7.3 Columnar Layouts for Vector Math¶
If you read an entire record (Vector + Metadata) from disk sequentially:
This is a Row-based storage format.If your query engine needs to execute math on the vectors, it has to load the author and date strings into the CPU cache alongside the floats. This pollutes the microscopic incredibly fast L1 CPU caches with garbage text data that the math engine doesn't need, slowing down AVX operations.
Databases like LanceDB use Columnar Storage. They physically store all vectors clustered together in one file block, all authors in another block, and all dates in another. During a pure math search, the CPU simply blasts through the tightly-packed block of contiguous vectors with zero cache pollution.
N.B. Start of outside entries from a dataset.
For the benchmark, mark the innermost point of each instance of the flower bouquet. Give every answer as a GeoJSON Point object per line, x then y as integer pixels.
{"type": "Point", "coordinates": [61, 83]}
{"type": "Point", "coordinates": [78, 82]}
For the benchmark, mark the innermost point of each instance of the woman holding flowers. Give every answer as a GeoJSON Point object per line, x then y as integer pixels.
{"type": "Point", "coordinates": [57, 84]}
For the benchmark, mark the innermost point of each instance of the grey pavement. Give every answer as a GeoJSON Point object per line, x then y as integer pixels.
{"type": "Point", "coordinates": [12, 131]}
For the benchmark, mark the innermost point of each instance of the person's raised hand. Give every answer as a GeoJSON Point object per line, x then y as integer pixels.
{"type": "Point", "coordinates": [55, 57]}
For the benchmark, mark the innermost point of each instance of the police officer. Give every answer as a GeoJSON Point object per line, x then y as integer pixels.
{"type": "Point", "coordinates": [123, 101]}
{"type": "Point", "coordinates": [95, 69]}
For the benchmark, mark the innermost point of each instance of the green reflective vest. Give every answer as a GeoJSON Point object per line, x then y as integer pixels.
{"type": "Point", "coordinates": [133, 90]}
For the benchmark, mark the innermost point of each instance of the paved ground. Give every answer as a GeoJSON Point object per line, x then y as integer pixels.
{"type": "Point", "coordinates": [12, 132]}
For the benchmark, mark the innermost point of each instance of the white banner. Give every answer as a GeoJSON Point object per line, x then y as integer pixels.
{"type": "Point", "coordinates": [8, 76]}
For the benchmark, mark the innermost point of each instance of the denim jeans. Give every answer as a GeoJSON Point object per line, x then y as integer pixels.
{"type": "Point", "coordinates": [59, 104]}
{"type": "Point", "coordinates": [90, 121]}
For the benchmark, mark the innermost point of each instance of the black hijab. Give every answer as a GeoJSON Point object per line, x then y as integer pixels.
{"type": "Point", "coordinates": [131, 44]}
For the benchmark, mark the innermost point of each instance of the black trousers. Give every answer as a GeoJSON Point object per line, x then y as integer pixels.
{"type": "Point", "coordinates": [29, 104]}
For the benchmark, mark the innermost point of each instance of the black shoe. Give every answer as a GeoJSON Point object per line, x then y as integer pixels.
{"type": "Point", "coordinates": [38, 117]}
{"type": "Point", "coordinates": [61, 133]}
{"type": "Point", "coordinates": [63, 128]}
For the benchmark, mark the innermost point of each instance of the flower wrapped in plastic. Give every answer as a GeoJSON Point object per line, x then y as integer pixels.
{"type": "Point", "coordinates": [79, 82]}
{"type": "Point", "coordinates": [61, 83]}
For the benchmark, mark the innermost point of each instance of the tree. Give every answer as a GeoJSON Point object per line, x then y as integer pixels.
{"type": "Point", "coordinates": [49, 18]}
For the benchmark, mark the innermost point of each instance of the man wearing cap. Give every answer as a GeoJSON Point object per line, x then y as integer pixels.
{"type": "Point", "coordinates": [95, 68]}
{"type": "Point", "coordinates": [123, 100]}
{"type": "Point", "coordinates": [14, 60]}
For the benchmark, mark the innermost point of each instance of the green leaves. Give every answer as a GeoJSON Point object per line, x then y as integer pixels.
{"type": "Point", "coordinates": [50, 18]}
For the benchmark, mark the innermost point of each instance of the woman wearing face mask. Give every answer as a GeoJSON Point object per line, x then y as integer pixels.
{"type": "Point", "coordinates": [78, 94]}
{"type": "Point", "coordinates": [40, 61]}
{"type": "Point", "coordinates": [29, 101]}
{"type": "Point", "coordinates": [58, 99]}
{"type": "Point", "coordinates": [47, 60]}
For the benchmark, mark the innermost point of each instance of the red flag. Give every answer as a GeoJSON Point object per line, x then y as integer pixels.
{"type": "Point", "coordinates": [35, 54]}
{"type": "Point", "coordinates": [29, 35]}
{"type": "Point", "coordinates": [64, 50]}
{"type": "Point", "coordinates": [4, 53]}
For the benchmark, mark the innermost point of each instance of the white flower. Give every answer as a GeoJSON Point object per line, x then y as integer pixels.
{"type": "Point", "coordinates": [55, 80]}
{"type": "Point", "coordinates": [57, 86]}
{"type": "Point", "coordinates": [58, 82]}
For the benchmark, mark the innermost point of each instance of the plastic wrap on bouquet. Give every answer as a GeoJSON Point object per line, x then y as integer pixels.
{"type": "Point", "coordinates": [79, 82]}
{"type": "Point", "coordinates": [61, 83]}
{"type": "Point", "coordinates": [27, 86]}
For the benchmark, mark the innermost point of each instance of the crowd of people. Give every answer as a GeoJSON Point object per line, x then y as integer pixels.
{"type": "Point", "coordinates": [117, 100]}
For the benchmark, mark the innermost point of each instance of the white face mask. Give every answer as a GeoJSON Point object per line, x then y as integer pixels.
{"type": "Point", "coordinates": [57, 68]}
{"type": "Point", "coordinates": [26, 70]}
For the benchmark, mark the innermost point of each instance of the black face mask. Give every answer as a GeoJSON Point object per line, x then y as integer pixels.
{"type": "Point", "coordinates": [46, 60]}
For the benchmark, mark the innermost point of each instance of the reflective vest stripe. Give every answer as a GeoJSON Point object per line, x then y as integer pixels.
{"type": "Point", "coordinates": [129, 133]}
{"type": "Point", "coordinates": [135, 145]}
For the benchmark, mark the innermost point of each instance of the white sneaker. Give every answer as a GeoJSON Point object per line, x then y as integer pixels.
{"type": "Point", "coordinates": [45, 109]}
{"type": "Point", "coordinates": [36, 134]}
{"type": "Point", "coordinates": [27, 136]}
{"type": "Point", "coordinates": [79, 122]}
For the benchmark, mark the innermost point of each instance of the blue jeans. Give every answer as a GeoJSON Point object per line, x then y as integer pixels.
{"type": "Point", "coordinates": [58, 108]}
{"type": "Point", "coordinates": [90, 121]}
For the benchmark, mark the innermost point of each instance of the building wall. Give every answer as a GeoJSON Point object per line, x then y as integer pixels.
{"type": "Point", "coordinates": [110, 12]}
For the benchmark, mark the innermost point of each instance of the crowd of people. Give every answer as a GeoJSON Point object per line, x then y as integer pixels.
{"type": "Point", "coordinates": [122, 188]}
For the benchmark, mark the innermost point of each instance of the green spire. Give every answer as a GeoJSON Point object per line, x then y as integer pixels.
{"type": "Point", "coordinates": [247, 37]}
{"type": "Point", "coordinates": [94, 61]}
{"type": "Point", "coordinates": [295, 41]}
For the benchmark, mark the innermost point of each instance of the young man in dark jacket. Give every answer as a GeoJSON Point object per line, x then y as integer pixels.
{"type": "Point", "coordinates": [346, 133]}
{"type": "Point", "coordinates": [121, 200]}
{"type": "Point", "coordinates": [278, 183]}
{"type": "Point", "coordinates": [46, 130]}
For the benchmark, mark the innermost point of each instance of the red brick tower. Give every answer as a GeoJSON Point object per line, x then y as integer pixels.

Assignment: Build a Segmented File Store Layer¶
In Chapter 6, you built a WAL to protect an isolated, in-memory hash map. In reality, memory maps cannot grow forever. In this assignment, you will implement an LSM-style flush mechanism that "Seals" a segment and writes it to an immutable binary file.
Goal¶
Modify your MiniVectorDB to flush vectors from active memory into a .segment binary file when the RAM reaches a certain target threshold.
#include <fstream>
#include <iostream>
#include <vector>
constexpr size_t THRESHOLD = 1000; // Vectors per segment
class SegmentManager {
private:
std::unordered_map<size_t, Record> active_memory;
int segment_counter = 0;
public:
void insert(size_t id, const Record& r) {
active_memory[id] = r;
// 1. Check if we breached the RAM threshold
if (active_memory.size() >= THRESHOLD) {
flush_to_disk();
}
}
// YOUR EXERCISE: Implement this function!
void flush_to_disk() {
std::string filename = "segment_" + std::to_string(segment_counter++) + ".bin";
std::ofstream outfile(filename, std::ios::binary);
// 2. Iterate through `active_memory`
// 3. Serialize the `id` and `vector` bytes into the binary file
// 4. Clear `active_memory` so RAM usage drops back to 0.
/* Write your serialization code here */
outfile.close();
std::cout << "Sealed Segment: " << filename << std::endl;
}
// Further thinking: Now that data is on disk, how does your `search()`
// function need to change? (Hint: mmap or file streams).
};
References¶
- O'Neil, P., et al. (1996). The Log-Structured Merge-Tree (LSM-Tree). Acta Informatica.
- LanceDB. Lance Columnar Format Overview.